Skocz do zawartości

Rekomendowane odpowiedzi

Wybrane dla Ciebie
Opublikowano

witam wczoraj zaorałem 50arów ugoró nawet szło teraz mam pytanie mówie odrazu chciałbym wszystko zrobić jak najłatwiej mój plan to taki zostawić to zaorane na zime na wiosne wychakować kultywatorem i pobronować po pare razy i zasiać coś jarego co o tym sądzicie? czy mogło by tak być?

Opublikowano

pomysł dobry, jednak czegokolwiek byś nie zasiał pamiętaj o odchwaszczeniu przedwschodowym. Ja w zeszłym roku zaorałem pół ha przed zimą i 1,5 ha na wiosnę pod siew kukurydzy. Na jednym i drugim polu przed siewem było talerzowane po 3 razy. A różnica wyszła kolosalna, pole orane przed zimą praktycznie nie musiało by być odchwaszczane a na polu oranym wiosną była tragedia, mimo dzielonej dawki maistera i zeagrane była łąka.

Opublikowano

Dobrze Ci koledzy radzą. Na wiosnę zabronuj i pozwól urosnąć chwastom. Następnie opryskaj jakimś glifosfatem, odczekaj 3-4 tygodnie i orka, uprawka i siew gryki w dawce nieco zwiększonej 100kg/ha.

Opublikowano

Masz pomysł prosty i nie az taki zły. Jeżeli nie zasiedliły ci się uciążliwe chwasty trwałe, to wiosną przeleć kultywatorem 2-3 razy. Każdy przejazd po przeschnięciu poprzedniego. I nic innego ci nie urośnie poza owsem. Oczywiście owies musisz opryskać.

Natomiast jeśli masz na tym polu perz, żywokost, szczaw, powój, miętę, nawłoć - to wiosną tylko wyrównaj pole, poczekaj jak zacznie to rosnąć i oprysk glifosatem. Potem ewentualnie coś na poplon pod przyoranie, i masz pole pod pszenicę.

Opublikowano

ale jak to np chce na wiosne coś ziasiać i jak opryskam to i zasieje poplon to zdąży sie to wszysko zrobić przed siewem wiossenym? czy zdąży urosnąć ten poplon?

 

Z poplonem przed wiosennym siewem nie zdążysz.

Opublikowano

Nie zdążysz z pryskaniem i siewem.

Żeby zniszczyć chwasty opryskiem - MUSI ruszyć wegetacja. Żeby oprysk był skuteczny możesz pryskać najwcześniej PO 20 kwietnia ( o ile wiosna się nie opóźni). Zanim oprysk zadziała będziesz miał maj. Sianie w maju to chyba tylko na słomę.

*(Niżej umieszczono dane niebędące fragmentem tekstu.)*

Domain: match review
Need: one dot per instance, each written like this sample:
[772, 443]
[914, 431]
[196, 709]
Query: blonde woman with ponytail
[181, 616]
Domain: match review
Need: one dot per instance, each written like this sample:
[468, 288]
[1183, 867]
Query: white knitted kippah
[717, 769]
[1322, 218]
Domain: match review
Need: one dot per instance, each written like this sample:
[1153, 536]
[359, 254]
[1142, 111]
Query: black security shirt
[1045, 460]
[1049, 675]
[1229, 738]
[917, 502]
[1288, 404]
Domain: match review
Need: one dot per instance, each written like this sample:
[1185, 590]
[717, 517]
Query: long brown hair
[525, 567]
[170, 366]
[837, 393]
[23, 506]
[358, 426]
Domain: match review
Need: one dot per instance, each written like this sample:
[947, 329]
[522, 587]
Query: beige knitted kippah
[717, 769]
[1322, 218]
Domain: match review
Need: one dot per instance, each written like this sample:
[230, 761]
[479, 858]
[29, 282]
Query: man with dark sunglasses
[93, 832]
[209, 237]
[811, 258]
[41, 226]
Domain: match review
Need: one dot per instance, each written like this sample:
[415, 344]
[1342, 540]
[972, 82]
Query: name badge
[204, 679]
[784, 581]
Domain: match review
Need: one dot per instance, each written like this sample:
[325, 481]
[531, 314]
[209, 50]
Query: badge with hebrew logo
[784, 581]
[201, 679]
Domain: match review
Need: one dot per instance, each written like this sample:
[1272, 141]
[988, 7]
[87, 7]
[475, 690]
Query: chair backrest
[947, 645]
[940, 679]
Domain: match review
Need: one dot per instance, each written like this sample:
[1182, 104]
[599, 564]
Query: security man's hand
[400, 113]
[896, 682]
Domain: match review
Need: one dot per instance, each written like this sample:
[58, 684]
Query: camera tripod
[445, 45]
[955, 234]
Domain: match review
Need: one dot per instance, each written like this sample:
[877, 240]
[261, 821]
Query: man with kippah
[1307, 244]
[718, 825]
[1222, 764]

Siew pszenicy jarej po ugorze to wyrzucanie ziarna i pieniędzy. Wszyscy ci radzą - wiosną upraw porządnie to pole, posiej owies (jaki by nie był i tak będzie go więcej niż pszenicy). A PO żniwach pozbieraj słomę, pozwól chwastom odbić i dopiero wtedy pryskaj. Jesieną będziesz mógł spokojnie posiać oziminę.

Opublikowano

To ja powiem jak to wygląda u nas. Ugór z 10 lat albo i lepiej, sąsiadujący z naszym polem facet przeleciał ciężką talerzówką dwa razy potem zaorał i zasiał qq wszystko szło na wiosnę. Gdy qq miało z 20cm albo ciut lepiej zielsko było również tej wielkości, prysnął na chwasty qq aż zrobiła się żółta i powiem wam że żadnego chwastu na polu nie ma a qq bardzo ładna wyrosła. Nie pytałem się co to za środek używał i w jakiej dawce ale jak będzie młócił qq i go złapie to zapytam

Opublikowano

Bo pszenica potrzebuje gleby w dobrej kulturze. Zatem - w miarę dobrej klasy, dobrze uprawionej, dobrze nawożonej, i BARDZO wczesnego siewu. Jara w dodatku źle znosi zachwaszczenie, a po ugorze na 100% takowe będziesz miał. Nie ma mowy żebyś dał radę odchwaścić PRZED siewem tak aby jara miała sens. Tak jak pisałem - owies jakiś tam będzie.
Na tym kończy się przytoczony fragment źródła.